The threshold has not yet been crossed. At the beginning of the past week we enjoyed a cool, brilliant mackerel sky day. In Japan, the clouds in such a sky are called urokogumo (uroko means "fish-scale"; kumo means "cloud"; the "k" sound of kumo is changed to "g" for euphonic purposes in the compound word): hence, a fish-scale cloud sky. In Japanese culture, urokogumo carries with it strong associations of autumn. I can understand why: the sight is heart-catching at any time of year, but particularly in autumn, when the blue seems deeper behind the bright white clouds spread across the sky.
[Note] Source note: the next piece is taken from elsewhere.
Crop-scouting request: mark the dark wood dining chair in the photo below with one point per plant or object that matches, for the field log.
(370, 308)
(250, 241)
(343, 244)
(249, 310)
Later in the week we had an 80-degree, cloudless day: a brief Indian summer (as we called it in Minnesota when I was growing up) or St Luke's summer (as it is known in the United Kingdom). The warm breeze of that day carried a chill thread within it. Or was this merely my imagination?
Fragile, notice that
As autumn starts, a light
Frost crisps up at night
And next day, for a while,
White covers path and lawn.
"Autumn is here, it is,"
Sings the stoical blackbird
But by noon pure gold is tossed
On everything. Leaves fall
As if they meant to rise.
Nothing of nature's lost,
The birth, the blight of things,
The bud, the stretching wings.
Elizabeth Jennings, Celebrations and Elegies (Carcanet Press 1982). For another lovely poem by Jennings on the season, please see "Song at the Beginning of Autumn," which has appeared here in the past.
Ian MacInnes (1922-2003), "Harvest, Innertoon" (1959)
For now, the green canopies remain overhead, although the universe of green has become paler and thinner. The birds keep up their continual conversation, although their numbers have dwindled. All is proceeding according to plan. Constancy amid constant change.
I may speak of autumnal wistfulness, bittersweetness, and sadness, but make no mistake: my predominant emotions at this time of year are exhilaration, joy, and gratitude. "We live in a constellation/Of patches and of pitches,/Not in a single world." How can we be anything but grateful, joyful, and exhilarated?
Even in a person
most times indifferent
to things around him
they waken feelings --
the first winds of autumn.
Saigyō (1118-1190) (translated by Burton Watson), in Burton Watson, Saigyō: Poems of a Mountain Home (Columbia University Press 1991).